Visitors to gossip portal TMZ have become the latest netizens threatened with malware hidden in innocuous-looking online adverts, according to security researchers.
The entertainment portal has become the latest victim of a major malvertising campaign which has already affected several popular sites including the Jerusalem Post and film review site Rotten Tomatoes.
The cyber-criminals are using content delivery platform CloudFlare to hide their back-end server’s location and encrypt ad delivery, according to Malwarebytes senior researcher, Jerome Segura.
As always, this malvertising campaign we uncovered goes through multiple layers and ultimately redirects to a domain that belongs to ad platform SmartyAds,” he continued.
“Rogue actors are leveraging SmartyAds by creating fake identities and legitimate looking websites which hide a complex infrastructure of conditional traffic redirection.”
The campaign is particularly insidious because the booby-trapped ads are crafted so that if a user visited them directly or without a proper referrer then they would appear perfectly normal.
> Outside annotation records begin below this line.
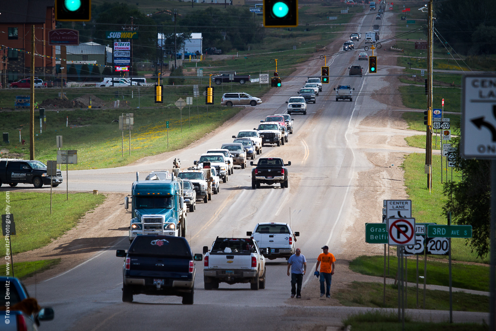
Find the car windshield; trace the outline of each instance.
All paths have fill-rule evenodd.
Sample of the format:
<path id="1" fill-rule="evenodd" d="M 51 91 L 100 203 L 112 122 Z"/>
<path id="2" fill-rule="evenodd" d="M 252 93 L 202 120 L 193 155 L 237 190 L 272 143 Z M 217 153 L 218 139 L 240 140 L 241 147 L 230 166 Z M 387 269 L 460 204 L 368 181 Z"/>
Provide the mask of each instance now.
<path id="1" fill-rule="evenodd" d="M 238 137 L 256 137 L 256 133 L 254 131 L 242 131 L 238 133 Z"/>
<path id="2" fill-rule="evenodd" d="M 33 169 L 47 167 L 47 166 L 45 165 L 43 162 L 40 162 L 39 161 L 30 161 L 28 162 L 28 164 L 30 165 L 31 167 Z"/>
<path id="3" fill-rule="evenodd" d="M 265 118 L 265 122 L 284 122 L 284 118 L 282 116 L 267 116 Z"/>
<path id="4" fill-rule="evenodd" d="M 173 237 L 138 236 L 131 244 L 128 254 L 191 258 L 191 250 L 186 241 Z"/>
<path id="5" fill-rule="evenodd" d="M 260 124 L 258 126 L 259 130 L 278 130 L 277 124 Z"/>
<path id="6" fill-rule="evenodd" d="M 226 145 L 222 146 L 223 149 L 228 150 L 243 150 L 243 147 L 238 145 Z"/>
<path id="7" fill-rule="evenodd" d="M 282 160 L 281 159 L 273 159 L 271 157 L 258 160 L 257 165 L 263 165 L 264 166 L 274 166 L 282 167 L 284 165 Z"/>
<path id="8" fill-rule="evenodd" d="M 136 209 L 152 209 L 165 208 L 171 209 L 173 197 L 137 196 L 133 197 L 133 202 Z"/>
<path id="9" fill-rule="evenodd" d="M 255 233 L 283 233 L 290 234 L 288 226 L 281 224 L 259 224 Z"/>
<path id="10" fill-rule="evenodd" d="M 203 174 L 201 172 L 180 172 L 178 178 L 182 179 L 203 179 Z"/>
<path id="11" fill-rule="evenodd" d="M 200 163 L 203 162 L 223 162 L 224 156 L 222 155 L 202 155 L 200 158 Z"/>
“This is the legitimate façade that these criminal actors want ad networks to see,” he added. “In fact, they are so good at it that without actual proof of malicious activity, it’s difficult to find anything wrong with them.”
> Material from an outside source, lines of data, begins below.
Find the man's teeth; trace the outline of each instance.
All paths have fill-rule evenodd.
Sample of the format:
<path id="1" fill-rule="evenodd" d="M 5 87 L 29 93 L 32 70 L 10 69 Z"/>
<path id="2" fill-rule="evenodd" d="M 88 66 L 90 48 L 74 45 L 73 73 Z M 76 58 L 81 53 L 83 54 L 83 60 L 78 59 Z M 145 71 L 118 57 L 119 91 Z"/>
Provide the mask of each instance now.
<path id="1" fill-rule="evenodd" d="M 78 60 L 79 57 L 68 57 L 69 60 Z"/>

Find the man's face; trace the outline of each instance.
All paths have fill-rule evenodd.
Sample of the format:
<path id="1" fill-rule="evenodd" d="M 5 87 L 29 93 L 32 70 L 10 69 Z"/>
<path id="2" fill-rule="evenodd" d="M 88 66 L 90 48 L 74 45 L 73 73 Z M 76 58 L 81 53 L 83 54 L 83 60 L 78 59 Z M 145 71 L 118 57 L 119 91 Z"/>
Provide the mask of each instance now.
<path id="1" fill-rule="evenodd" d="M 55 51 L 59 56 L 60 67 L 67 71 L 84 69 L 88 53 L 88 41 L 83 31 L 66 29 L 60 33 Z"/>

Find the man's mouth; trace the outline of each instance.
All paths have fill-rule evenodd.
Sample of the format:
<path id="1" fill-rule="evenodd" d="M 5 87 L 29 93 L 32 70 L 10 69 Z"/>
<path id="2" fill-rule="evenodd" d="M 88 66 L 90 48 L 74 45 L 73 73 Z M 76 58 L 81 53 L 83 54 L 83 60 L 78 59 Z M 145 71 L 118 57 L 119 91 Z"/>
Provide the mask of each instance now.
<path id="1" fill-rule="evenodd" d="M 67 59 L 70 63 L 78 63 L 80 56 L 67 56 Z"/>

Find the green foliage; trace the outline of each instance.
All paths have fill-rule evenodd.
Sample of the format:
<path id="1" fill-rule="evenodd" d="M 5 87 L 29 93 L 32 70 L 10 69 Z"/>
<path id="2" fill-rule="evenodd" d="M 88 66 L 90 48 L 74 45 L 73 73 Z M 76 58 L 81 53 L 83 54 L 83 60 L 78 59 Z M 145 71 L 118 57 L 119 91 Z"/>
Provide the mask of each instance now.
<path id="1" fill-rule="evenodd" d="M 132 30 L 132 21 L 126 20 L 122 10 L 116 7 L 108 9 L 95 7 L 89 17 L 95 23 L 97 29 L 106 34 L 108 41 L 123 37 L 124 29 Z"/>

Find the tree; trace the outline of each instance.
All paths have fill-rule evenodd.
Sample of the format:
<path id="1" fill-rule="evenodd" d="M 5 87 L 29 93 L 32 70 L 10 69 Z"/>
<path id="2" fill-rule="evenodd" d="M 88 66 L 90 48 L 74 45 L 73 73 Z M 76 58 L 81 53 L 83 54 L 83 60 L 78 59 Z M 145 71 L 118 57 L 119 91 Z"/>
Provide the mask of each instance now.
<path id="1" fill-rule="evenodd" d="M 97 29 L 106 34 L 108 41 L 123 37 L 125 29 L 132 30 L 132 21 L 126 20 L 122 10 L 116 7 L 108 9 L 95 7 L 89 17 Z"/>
When the “right user” visits a page on which malicious ads appear, the malware will perform a series of checks on their PC.
If the right conditions are met they’ll be redirected to the notorious Angler exploit kit, which will serve up a whole batch of exploits and malware – with some form of ransomware more than likely to be among these.
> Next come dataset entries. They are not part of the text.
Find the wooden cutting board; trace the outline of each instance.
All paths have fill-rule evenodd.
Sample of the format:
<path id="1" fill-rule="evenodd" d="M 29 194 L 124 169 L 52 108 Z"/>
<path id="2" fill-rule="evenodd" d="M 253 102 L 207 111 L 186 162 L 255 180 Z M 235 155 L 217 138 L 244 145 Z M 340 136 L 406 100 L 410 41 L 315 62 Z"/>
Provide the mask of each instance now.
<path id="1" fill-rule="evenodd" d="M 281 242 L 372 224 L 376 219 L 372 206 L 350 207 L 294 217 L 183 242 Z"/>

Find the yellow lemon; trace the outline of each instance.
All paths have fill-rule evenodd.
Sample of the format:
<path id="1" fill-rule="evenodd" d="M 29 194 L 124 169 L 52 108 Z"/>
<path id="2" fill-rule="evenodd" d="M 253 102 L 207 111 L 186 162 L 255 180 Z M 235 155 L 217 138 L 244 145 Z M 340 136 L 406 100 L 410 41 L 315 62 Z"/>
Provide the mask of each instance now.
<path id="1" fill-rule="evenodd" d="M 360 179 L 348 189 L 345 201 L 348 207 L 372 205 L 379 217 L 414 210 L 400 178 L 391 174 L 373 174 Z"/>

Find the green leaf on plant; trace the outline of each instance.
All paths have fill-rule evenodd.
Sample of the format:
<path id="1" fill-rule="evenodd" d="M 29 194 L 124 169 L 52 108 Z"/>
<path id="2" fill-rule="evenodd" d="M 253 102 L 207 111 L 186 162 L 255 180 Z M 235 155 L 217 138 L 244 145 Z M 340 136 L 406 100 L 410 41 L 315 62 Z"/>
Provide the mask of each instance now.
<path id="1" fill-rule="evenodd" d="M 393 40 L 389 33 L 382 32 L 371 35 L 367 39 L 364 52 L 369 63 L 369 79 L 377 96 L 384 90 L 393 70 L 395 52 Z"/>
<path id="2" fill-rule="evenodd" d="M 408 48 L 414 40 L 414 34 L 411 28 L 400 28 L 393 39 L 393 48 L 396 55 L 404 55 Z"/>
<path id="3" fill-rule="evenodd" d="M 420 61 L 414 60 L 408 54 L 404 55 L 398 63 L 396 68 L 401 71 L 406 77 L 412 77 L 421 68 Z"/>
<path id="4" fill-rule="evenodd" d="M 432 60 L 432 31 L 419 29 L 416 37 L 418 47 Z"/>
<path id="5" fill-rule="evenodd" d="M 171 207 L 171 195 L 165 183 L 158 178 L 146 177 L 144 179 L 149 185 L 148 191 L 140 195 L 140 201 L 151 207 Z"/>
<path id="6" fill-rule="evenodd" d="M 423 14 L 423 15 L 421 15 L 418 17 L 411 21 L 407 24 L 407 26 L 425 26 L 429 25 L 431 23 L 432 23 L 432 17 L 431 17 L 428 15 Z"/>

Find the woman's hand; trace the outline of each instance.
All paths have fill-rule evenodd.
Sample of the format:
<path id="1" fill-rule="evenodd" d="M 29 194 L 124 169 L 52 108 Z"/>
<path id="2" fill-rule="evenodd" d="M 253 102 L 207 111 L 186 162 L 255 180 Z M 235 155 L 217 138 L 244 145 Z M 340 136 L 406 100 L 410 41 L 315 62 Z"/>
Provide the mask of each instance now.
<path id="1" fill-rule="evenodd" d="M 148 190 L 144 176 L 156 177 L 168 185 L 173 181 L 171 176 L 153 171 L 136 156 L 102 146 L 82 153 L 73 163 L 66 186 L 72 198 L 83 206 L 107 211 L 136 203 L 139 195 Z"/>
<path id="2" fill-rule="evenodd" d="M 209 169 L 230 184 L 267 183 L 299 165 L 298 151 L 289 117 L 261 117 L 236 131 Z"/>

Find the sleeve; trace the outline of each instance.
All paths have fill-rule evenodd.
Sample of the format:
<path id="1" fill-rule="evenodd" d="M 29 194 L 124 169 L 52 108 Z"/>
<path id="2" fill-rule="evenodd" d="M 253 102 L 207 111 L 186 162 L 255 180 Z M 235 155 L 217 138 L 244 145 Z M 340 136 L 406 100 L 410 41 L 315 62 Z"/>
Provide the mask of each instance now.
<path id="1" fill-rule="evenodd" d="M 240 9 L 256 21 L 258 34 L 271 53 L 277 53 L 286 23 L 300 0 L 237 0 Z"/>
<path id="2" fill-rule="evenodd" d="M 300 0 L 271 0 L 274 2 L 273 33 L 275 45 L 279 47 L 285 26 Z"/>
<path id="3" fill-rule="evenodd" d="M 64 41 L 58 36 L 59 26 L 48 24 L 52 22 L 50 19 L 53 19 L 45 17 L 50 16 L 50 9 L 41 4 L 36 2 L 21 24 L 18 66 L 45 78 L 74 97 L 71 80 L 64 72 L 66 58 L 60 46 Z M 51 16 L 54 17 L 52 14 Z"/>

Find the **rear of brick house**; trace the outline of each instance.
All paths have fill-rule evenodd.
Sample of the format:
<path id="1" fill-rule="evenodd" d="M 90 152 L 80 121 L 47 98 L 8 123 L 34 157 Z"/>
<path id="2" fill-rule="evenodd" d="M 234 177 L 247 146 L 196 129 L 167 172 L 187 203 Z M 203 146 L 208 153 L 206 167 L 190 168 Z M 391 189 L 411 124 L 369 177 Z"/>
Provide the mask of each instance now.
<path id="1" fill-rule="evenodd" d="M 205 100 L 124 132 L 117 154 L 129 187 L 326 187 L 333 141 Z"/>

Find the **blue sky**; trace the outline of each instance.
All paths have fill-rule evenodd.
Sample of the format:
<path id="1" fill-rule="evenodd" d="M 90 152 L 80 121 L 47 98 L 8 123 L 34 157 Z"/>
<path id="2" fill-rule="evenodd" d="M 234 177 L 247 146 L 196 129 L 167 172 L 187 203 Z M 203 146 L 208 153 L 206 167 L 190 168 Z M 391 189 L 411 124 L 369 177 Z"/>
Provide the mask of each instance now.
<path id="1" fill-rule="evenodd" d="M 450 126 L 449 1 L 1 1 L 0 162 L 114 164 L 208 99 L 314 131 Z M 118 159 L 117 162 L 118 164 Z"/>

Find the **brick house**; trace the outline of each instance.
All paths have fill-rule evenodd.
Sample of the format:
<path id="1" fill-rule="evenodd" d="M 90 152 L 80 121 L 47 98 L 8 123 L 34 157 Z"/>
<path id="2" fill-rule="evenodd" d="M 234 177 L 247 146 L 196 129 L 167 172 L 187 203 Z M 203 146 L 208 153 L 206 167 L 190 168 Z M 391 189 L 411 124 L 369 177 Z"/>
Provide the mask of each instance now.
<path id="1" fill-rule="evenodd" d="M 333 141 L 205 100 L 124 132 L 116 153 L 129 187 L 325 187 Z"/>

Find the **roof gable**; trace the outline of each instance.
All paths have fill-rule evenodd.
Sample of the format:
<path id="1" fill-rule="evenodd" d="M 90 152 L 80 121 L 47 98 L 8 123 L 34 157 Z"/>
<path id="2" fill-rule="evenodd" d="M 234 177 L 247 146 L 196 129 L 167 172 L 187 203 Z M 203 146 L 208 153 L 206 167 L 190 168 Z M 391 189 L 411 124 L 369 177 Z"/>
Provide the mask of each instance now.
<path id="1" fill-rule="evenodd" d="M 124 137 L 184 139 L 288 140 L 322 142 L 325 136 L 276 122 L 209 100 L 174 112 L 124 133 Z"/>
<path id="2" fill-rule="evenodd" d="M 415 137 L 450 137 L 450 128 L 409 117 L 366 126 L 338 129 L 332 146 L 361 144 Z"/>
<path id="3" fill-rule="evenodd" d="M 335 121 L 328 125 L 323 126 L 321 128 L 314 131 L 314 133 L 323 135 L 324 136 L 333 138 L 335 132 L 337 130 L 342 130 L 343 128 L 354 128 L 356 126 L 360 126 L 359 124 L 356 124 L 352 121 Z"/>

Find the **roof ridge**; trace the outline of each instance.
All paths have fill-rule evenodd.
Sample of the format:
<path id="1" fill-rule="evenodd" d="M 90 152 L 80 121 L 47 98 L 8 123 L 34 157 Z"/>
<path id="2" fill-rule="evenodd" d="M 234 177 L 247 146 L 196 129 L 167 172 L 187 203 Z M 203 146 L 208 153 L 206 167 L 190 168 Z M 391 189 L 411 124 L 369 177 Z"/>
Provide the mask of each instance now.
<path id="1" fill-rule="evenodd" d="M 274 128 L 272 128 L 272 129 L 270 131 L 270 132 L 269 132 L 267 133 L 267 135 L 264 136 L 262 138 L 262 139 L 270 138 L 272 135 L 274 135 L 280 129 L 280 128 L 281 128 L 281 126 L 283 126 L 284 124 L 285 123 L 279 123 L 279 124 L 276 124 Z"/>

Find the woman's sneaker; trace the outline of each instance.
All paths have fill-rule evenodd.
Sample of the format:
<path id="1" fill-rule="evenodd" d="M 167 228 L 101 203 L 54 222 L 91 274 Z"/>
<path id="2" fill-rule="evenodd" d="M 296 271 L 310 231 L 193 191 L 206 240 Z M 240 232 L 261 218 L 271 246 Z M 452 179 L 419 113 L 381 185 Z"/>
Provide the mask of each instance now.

TMZ has around 30 million monthly visitors so this campaign has the potential to infect large volumes of web users.
The ads themselves cost just $0.19 for one thousand user impressions – making malvertising a cheap and effective way to compromise large numbers of netizens.
However, some experts are claiming that the growing popularity of ad blocking technology could spell the end for this type of attack.
Trend Micro’s 2016 predictions report, The Fine Line, claimed as much, arguing that users of the blocking technology increased by nearly 50% in the US last year.